Al centro delle indagini un'operazione immobiliare ritenuta anomala: la denuncia dei nipoti, l'intervento della Guardia di Finanza
Circonvenzione di incapace e autoriciclaggio. Con queste due pesanti ipotesi di reato è finito nel mirino della Guardia di Finanza un uomo residente a Norcia, che avrebbe raggirato una centenaria - anche lei nursina - vendendo a suo nome un immobile sito a Milano.
Secondo la denuncia presentata dai nipoti dell'anziana l'indagato, approfittando della condizione di fragilità psicofisica della centenaria, avrebbe portato a termine l'operazione immobiliare senza coinvolgere nessuno dei nipoti della signora e, secondo la denuncia presentata dai nipoti, addirittura contro la volontà della proprietaria, legata in qualche modo al suo presunto truffatore in quanto egli è nipote del suo defunto compagno.
Proprio questo legame sarebbe stato sfruttato dall'autore della presunta circonvenzione, il quale si sarebbe avvalso di una procura speciale a vendere rilasciata a suo favore. In forza di questa procura, l'indagato ha concluso in brevissimo tempo la vendita dell’immobile: l’appartamento, inizialmente valutato 460 mila euro, è stato infine ceduto a 330 mila, con una significativa riduzione del prezzo. Le indagini bancarie, al momento, hanno evidenziato che la somma in questione non è mai transitata sui conti della legittima proprietaria, ma è stata accreditata direttamente su quelli personali dell'uomo denunciato. Se a ciò si aggiunge l'importante riduzione del prezzo di vendita rispetto al valore stimato dell'immobile, non è difficile ipotizzare una possibile attività illecita.
Come se non bastasse a sostenere il quadro accusatorio, nel giro di poche settimane l'intera somma derivante dalla vendita immobiliare era stata utilizzata dall'indagato per acquistare un immobile a Norcia, il che ha fatto scattare in Procura anche l’ipotesi del reato di autoriciclaggio, aggravando ulteriormente il quadro.

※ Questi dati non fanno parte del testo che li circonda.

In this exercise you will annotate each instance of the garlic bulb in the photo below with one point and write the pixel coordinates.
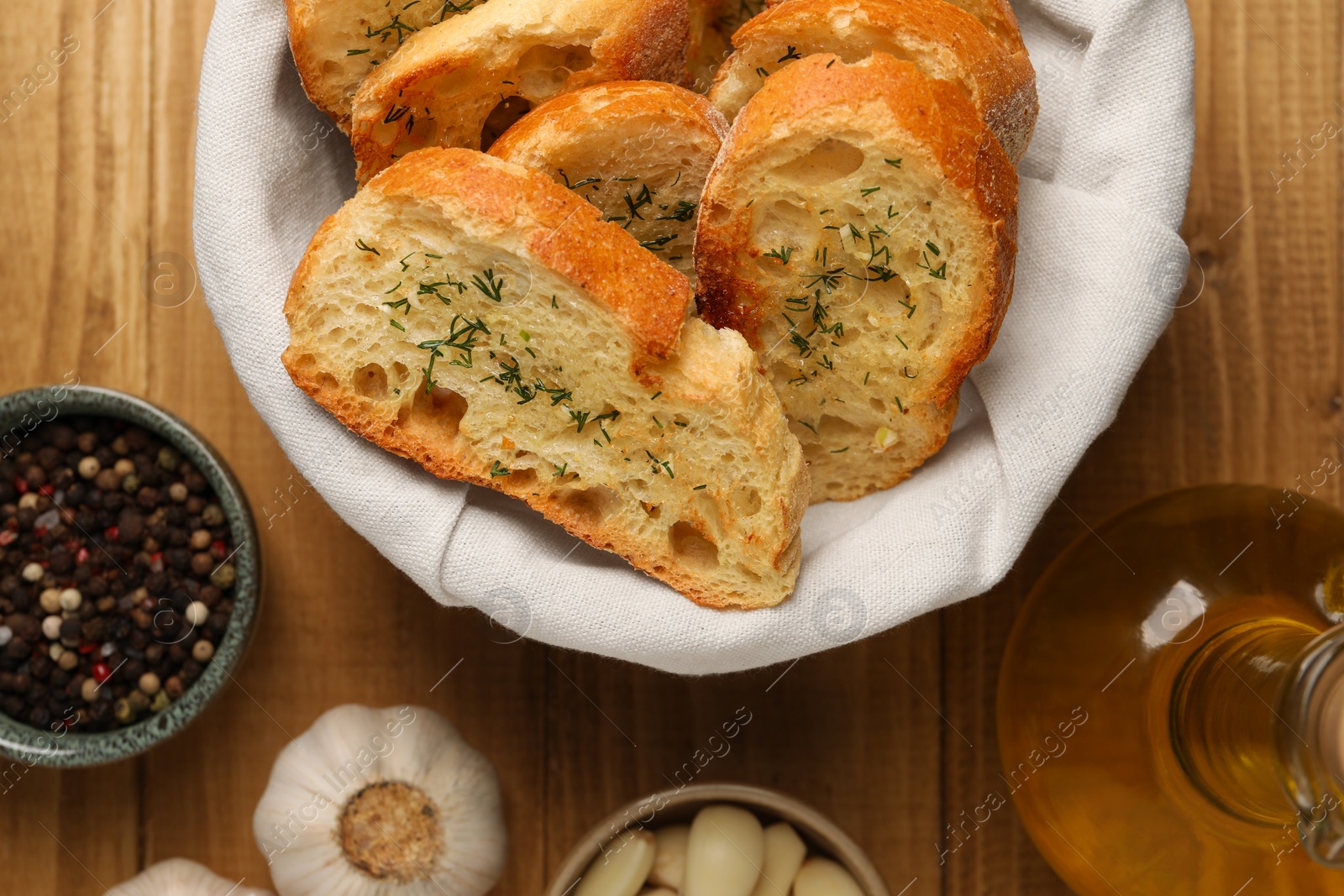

Sulla base degli elementi raccolti, la Procura ha proceduto con la formale iscrizione nel registro degli indagati per i reati di circonvenzione di persona incapace e autoriciclaggio. Contestualmente, è stato richiesto al gip l’emissione di un provvedimento di sequestro preventivo fino alla concorrenza della somma sottratta, pari a 330 mila euro. Provvedimento che è stato concesso dal giudice e immediatamente eseguito dai finanzieri del Nucleo di Polizia Economico-Finanziaria di Perugia, che hanno sequestrato i beni riconducibili all’indagato, attualmente denunciato a piede libero.